Our heat pump efficiency revisited

This post shares the results of direct efficiency metering of the heat pumps in our family home over the past heating season and reconciles those results to the results of a different methodology reported last year. The practical takeaways are:

  • The poor performance results we got last year were entirely due to refrigerant leaks. With leaks fixed, the final results of efficiency measurement are pretty good for both of our pumps — efficiency at the rated level at an outdoor temperature of 47F and only 15 or 20% below the rated level at 17F.
  • Consumer tip: Heat pump owners should periodically check the heat coming from their heat pumps — reduced supply air temperature can indicate a refrigerant leak. Just use a reasonable quality thermometer in the warm air stream coming off the inside air handler. Discuss expectations for the hot air temperature with your heat pump installer and/or benchmark the pump when it is new or freshly maintained. In our case, when the pump is heating, the air coming off the air handler should be at least 100F and preferably over 110F. Alternatively, but not recommended, one can just touch the refrigerant pipes: If the refrigerant pipes feeding the heat pump are accessible to the touch, the one going into the pump should feel quite hot — not like a stove top, but like a bath that is too hot.
  • Refrigerant gas leaks from heat pumps degrade both efficiency and capacity as well as being harmful to the environment. We need to pay more attention to this problem from a public policy perspective. This will remain a continuing focus for me.
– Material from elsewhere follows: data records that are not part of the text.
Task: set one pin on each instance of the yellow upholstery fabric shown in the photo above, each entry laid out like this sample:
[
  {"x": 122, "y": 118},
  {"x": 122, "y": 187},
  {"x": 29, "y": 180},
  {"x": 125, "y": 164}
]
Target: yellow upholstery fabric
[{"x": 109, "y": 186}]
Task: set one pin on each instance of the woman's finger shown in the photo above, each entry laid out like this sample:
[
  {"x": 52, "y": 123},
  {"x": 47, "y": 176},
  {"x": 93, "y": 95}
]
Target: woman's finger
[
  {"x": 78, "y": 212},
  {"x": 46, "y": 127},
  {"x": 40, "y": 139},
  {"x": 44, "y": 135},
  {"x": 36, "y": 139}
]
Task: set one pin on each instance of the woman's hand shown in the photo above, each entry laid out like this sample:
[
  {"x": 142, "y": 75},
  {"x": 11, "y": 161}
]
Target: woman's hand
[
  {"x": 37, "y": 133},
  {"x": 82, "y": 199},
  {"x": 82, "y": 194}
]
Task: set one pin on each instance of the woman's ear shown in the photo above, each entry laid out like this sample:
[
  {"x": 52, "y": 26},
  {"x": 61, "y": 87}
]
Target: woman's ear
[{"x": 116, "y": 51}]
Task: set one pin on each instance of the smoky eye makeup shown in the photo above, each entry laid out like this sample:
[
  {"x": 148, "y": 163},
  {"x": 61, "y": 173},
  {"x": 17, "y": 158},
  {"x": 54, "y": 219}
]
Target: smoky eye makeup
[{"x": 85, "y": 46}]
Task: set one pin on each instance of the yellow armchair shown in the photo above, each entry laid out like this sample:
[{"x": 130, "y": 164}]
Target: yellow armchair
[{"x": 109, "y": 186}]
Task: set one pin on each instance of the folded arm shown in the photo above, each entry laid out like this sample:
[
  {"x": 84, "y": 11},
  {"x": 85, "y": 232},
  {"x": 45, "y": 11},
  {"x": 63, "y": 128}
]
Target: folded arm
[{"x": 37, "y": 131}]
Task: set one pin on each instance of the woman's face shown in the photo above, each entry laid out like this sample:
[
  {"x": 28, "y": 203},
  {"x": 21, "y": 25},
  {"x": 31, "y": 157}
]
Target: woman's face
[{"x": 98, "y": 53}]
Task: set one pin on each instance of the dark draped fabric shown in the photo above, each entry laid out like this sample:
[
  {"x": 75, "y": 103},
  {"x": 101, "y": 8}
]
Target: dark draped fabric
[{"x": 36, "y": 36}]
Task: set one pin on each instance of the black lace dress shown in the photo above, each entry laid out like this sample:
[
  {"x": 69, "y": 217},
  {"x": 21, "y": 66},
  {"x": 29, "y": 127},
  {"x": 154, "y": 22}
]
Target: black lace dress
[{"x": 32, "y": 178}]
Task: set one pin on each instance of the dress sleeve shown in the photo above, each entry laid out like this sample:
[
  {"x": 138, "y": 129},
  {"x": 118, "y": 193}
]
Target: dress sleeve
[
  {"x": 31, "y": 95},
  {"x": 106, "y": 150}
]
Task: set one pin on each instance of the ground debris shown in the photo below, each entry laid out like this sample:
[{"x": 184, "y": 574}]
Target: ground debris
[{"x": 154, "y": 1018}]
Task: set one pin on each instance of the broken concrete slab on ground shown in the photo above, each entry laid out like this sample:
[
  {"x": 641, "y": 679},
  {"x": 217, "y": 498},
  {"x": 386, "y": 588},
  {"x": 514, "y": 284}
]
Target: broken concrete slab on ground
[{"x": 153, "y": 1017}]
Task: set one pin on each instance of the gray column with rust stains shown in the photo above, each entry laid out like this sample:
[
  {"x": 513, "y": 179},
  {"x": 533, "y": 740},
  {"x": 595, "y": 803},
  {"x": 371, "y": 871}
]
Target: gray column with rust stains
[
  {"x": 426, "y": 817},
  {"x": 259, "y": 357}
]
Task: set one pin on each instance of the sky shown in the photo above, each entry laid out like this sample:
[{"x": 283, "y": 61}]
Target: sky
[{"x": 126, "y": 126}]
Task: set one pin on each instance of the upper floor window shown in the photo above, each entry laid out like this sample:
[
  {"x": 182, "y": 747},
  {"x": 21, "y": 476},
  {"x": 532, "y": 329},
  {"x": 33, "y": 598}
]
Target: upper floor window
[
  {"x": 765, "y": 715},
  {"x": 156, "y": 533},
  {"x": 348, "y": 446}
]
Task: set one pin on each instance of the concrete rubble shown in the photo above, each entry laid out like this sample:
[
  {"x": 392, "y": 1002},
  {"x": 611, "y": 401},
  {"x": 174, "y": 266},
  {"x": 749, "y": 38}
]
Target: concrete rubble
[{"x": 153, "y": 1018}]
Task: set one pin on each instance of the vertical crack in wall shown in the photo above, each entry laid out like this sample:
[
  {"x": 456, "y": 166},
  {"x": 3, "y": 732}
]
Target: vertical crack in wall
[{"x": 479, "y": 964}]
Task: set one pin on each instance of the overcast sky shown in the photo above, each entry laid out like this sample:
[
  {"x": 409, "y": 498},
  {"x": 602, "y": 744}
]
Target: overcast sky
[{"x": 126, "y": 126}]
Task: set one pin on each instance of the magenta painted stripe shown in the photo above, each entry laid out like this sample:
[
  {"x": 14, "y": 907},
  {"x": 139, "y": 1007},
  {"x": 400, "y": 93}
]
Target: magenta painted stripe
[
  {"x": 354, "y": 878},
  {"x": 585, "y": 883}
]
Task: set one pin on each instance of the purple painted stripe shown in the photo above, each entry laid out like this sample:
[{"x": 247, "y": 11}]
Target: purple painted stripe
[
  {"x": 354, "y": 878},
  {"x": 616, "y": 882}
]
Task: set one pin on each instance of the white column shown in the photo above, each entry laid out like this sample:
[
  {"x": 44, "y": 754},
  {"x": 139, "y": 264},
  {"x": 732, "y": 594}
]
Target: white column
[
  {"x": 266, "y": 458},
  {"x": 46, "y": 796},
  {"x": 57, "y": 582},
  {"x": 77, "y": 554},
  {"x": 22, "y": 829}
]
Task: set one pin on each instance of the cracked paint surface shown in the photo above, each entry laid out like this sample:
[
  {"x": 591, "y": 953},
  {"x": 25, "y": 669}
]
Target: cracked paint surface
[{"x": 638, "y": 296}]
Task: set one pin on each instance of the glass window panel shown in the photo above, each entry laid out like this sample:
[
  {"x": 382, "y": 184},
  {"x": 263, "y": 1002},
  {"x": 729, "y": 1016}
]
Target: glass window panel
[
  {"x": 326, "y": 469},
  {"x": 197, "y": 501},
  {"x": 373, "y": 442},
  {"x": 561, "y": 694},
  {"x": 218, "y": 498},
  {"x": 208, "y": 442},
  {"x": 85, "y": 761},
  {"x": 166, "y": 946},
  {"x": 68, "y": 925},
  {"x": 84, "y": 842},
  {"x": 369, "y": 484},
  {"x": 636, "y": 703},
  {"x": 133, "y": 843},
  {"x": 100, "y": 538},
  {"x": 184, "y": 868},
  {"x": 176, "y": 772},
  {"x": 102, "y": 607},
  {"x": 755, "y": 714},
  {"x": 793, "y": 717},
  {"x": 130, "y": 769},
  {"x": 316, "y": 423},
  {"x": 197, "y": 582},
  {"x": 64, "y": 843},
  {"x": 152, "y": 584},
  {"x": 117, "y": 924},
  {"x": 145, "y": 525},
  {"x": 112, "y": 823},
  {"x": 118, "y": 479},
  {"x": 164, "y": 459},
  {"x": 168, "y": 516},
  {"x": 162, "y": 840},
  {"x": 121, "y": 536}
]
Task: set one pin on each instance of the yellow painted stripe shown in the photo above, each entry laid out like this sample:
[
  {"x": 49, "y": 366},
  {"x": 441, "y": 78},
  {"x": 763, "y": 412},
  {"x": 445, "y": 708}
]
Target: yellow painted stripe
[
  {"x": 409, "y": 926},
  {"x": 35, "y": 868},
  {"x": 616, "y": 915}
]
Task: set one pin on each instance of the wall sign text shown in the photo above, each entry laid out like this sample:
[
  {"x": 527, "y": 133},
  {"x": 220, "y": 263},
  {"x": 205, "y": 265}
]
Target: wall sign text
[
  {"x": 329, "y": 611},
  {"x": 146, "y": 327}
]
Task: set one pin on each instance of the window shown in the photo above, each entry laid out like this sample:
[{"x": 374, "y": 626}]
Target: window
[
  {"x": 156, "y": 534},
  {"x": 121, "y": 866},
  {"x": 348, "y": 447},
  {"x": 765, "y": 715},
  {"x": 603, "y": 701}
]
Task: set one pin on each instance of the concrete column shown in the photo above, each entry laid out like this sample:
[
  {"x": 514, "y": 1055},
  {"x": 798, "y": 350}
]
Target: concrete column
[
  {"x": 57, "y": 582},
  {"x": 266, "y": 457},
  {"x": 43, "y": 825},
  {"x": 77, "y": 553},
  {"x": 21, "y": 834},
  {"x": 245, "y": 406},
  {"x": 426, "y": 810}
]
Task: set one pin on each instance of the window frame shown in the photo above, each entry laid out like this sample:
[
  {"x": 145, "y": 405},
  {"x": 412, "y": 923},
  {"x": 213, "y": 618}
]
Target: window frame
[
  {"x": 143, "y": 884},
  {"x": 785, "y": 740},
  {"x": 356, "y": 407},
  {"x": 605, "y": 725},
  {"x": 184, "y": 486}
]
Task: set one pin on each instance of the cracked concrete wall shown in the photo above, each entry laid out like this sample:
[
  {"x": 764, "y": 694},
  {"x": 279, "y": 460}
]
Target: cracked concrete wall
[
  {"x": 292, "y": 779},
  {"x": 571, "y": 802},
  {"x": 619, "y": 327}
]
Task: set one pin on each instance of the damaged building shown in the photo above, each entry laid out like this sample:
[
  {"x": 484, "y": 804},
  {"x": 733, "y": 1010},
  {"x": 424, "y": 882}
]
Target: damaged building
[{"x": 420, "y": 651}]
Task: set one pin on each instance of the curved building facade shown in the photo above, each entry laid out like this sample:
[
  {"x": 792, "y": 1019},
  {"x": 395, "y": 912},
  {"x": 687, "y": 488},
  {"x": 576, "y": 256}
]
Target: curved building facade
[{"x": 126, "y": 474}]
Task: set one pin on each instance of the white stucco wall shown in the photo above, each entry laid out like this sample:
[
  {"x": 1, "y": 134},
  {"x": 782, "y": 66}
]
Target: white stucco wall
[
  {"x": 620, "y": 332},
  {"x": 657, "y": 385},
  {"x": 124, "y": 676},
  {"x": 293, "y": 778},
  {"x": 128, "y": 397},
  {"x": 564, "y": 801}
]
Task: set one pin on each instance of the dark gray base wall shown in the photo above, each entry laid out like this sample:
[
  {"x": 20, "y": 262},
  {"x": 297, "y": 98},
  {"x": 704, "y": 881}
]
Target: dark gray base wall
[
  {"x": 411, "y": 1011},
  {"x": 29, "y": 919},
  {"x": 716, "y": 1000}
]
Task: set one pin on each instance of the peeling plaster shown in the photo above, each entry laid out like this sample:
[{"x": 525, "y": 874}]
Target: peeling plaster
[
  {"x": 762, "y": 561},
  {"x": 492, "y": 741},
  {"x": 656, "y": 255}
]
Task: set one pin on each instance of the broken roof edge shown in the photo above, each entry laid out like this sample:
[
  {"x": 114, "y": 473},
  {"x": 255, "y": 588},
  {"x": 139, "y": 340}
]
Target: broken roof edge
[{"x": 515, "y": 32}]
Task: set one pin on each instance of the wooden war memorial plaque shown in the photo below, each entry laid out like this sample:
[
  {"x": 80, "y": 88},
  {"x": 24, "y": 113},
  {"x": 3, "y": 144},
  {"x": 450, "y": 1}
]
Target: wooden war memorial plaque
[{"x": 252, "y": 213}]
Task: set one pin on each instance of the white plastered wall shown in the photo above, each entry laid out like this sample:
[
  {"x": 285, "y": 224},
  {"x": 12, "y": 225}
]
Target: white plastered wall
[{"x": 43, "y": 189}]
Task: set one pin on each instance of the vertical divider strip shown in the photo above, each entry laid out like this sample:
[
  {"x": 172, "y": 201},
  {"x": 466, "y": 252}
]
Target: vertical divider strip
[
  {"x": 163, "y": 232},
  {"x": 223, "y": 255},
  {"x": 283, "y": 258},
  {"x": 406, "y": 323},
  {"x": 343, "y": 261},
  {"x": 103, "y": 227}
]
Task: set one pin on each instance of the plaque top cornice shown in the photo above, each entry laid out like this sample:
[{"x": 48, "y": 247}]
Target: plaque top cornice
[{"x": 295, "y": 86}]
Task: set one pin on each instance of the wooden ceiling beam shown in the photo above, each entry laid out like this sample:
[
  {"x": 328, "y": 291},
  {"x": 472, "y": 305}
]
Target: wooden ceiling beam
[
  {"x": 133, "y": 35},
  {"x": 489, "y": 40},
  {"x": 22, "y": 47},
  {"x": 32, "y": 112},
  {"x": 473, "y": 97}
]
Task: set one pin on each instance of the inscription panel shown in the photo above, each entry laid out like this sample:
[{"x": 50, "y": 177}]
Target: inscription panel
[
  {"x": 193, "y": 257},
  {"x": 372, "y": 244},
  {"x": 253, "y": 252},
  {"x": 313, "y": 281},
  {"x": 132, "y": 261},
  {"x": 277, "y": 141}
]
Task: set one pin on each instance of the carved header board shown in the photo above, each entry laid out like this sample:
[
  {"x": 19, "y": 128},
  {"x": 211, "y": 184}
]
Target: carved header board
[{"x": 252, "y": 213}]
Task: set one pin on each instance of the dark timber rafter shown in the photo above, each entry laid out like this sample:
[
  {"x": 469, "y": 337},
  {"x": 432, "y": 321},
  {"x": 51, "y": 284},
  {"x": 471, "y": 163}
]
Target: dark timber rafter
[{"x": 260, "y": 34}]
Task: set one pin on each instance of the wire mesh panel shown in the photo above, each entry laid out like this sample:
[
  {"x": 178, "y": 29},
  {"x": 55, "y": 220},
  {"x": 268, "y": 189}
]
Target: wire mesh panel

Last year, I published a disappointing estimate of the efficiency of our installed heat pumps. I subsequently concluded that I didn’t know the true efficiency because refrigerant leaks had driven down the performance through much of the winter (not just in the last few weeks as I initially believed).

Last year we had estimated heating load based on natural gas use in prior winters adjusted by regression analysis to reflect variations in winter temperature. Last year’s efficiency estimates were based on dividing (a) estimated heating load by (b) currently measured power use by our heat pumps. In addition to the distortions from leaks, it became evident that the relative load of the upstairs and downstairs apartments had shifted over time, distorting comparisons of historical heating load for the two units.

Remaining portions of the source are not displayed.